-1

I have a two data table (csv) which contain information about a MOOC course.

The first table contains information about mouse movments (distance). Like this:

1-2163.058../2-20903.66351.../3-25428.5415..

The first number means the day (1- first day, 2- second day, etc.) when it happens, the second number means the distance in pixel. (2163.058, 20903.66351, etc.).

The second table contains the same information but instead of distance, there is the time was recorded. Like this:

1-4662.0/2-43738.0/3-248349.0....

The first number means the day (1- first day, 2- second day, etc.) when it happens, the second number means the time in milliseconds.
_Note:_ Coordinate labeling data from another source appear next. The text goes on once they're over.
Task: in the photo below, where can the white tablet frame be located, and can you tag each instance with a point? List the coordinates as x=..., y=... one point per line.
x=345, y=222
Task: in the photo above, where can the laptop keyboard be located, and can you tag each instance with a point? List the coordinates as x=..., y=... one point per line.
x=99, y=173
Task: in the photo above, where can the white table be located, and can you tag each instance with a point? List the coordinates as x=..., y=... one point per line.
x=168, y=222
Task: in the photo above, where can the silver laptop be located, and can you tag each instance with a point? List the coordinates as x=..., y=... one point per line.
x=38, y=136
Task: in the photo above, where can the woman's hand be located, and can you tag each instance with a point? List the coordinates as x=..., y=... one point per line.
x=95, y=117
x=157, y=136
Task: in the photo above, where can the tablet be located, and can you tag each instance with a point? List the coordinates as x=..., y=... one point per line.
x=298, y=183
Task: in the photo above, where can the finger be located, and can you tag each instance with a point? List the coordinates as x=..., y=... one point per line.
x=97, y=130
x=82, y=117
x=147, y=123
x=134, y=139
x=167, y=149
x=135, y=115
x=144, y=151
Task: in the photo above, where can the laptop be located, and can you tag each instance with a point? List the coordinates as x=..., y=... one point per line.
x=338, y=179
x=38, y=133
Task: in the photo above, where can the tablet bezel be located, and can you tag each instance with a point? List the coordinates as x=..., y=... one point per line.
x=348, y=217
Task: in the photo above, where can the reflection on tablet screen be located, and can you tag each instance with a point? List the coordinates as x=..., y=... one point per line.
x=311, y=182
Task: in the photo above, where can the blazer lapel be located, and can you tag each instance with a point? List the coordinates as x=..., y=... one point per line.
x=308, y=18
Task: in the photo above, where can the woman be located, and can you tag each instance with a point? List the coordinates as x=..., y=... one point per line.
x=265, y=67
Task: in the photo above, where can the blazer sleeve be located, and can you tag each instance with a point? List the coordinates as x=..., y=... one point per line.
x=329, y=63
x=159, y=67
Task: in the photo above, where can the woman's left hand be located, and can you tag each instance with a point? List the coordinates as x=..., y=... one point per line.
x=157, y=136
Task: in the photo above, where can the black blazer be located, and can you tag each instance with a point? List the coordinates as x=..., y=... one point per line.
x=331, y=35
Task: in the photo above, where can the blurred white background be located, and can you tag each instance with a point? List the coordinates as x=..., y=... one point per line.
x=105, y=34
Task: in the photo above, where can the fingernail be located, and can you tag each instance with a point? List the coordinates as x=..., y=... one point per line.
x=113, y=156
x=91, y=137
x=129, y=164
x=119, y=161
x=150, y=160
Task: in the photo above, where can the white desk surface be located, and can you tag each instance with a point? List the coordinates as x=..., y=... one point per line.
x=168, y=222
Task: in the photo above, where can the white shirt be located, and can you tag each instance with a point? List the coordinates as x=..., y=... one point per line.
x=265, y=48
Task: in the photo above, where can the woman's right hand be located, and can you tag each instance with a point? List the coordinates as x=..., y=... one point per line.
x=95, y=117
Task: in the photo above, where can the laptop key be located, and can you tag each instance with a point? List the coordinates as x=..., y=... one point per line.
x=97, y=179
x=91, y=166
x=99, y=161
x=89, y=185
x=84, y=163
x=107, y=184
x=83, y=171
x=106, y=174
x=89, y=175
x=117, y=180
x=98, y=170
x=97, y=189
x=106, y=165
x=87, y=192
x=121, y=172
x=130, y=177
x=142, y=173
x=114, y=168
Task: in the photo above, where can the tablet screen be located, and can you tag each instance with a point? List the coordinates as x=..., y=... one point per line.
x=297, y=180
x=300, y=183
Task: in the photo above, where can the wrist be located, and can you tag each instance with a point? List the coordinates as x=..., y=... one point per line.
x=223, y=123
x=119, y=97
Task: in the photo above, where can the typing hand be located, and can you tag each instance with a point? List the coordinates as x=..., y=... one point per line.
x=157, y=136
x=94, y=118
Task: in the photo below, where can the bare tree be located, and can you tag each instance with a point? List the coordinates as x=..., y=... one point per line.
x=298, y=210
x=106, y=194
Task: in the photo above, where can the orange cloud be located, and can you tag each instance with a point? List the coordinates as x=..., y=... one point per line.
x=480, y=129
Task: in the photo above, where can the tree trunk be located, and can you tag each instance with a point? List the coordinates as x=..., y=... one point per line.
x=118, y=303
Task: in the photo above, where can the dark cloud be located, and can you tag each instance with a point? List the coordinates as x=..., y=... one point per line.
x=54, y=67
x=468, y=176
In the table, every column records a data from the specific web page, and every row records a user behaviour on this page.

I want to create a new table with the same formation, where I want to count the speed by pixel. Divide the distance table with time table which gives new table with same order, shape.

Here are two links for the two tables goo.gl/AVQW7D goo.gl/zqzgaQ

How can I do this with raw csv?

> dput(distancestream[1:3,1:3]) 

structure(list(id = c(2L, 9L, 10L),
               `http//tanul.sed.hu/mod/szte/frontpage.php` = structure(c(2L,  1L, 1L), 
                                                                       .Label = c("1-0", "1-42522.28760403924"), 
                                                                       class = "factor"), 
               `http//tanul.sed.hu/mod/szte/register.php` = c(0L, 0L, 0L)), 
          .Names = c("id", "http//tanul.sed.hu/mod/szte/frontpage.php",  
                     "http//tanul.sed.hu/mod/szte/register.php"), 
          class = c("data.table", 0x0000000002640788))


> dput(timestream[1:3,1:3]) 

structure(list(id = c(2L, 9L, 10L), 
              `http//tanul.sed.hu/mod/szte/frontpage.php` = structure(c(2L,  1L, 1L), 
                                                                      .Label = c("0", "1-189044.0"), 
                                                                      class = "factor"),
              `http//tanul.sed.hu/mod/szte/register.php` = c(0L,  0L, 0L)), 
         .Names = c("id", 
                    "http//tanul.sed.hu/mod/szte/frontpage.php",  
                    "http//tanul.sed.hu/mod/szte/register.php"), 
         class = c("data.table", 0x0000000002640788))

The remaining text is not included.